Let's consider a set of numbers that one knows to high precision, and one knows or has a strong suspicion that `exact versions of these numbers' (see below) belong to a real extension of $\mathbb{Q}$. Is there an algorithm that allows one to find the rational coefficients? Even having a slow algorithm that is better than a brute force search would be interesting. Or is it known that this is not possible in general?
To be concrete, let us consider the extension $$ E = \mathbb{Q} (\cos(\pi/21), \cos(5\pi/21), \cos(11\pi/21), \cos(13\pi/21), \cos(17\pi/21), \cos(19\pi/21)) \ , $$ (note that $$\cos(\pi/21)+\cos(5\pi/21)+\cos(11\pi/21)+\cos(13\pi/21)+\cos(17\pi/21)+\cos(19\pi/21) = -\frac{1}{2} \ ,$$ so only six coefficients are required).

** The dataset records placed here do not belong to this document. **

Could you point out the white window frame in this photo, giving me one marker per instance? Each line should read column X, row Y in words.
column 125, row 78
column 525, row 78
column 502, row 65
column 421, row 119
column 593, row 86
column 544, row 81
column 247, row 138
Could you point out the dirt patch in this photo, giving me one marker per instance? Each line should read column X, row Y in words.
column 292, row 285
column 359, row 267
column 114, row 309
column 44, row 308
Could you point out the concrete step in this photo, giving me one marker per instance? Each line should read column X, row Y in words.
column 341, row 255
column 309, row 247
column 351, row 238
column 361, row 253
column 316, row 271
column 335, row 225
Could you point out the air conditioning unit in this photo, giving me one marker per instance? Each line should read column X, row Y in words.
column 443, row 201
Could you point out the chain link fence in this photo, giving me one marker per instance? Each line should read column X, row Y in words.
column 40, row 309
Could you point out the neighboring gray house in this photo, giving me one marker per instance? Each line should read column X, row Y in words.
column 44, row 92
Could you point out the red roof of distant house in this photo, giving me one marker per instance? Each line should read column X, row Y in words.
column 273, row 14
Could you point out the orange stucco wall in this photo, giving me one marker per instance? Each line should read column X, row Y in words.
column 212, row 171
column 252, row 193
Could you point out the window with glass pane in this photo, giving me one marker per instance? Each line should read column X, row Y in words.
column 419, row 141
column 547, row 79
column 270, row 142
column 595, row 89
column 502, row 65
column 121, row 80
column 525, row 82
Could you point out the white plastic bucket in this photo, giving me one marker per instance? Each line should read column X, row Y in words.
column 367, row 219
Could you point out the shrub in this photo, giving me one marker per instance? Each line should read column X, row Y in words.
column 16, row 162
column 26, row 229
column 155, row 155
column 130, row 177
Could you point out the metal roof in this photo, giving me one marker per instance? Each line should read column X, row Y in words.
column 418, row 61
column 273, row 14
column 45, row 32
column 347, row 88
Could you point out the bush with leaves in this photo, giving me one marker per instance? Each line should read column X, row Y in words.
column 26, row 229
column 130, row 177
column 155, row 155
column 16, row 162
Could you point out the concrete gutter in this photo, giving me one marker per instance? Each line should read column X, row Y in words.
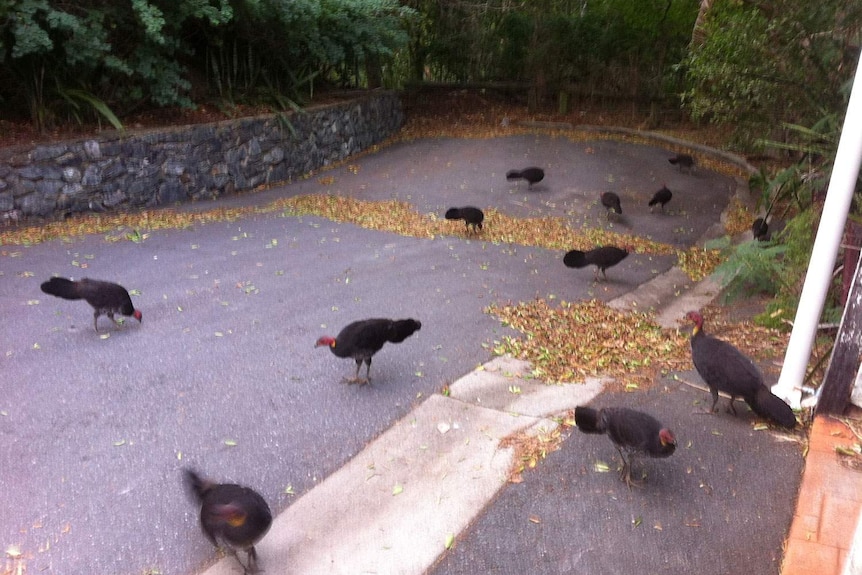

I know that the set of numbers I obtained numerically can be written in terms of the extension above. They are in fact the squares of $F$-symbols, satisfying the pentagon equations. By a brute-force search for coefficients with small denominators, one can identify some of the numbers. The ones found can then be used to find the others, by making use of the pentagon equations. However, for many of the numbers, both the numerators and denominators of the coefficients become large (up to 10^13 in the given example, so one needs the numbers to high precision to start with), and the procedure is very cumbersome. In more complicated situations, my brute force approach is not powerful enough, which is why I'm asking if a more sophisticated method/algorithm exists.
So more precisely, the question would be if there is an algorithm that finds an element $e \in E$, where $E$ is a real extension of $\mathbb{Q}$, such that $| e - r | < \epsilon$, for a given $r \in \mathbb{R}$ and precision $\epsilon$.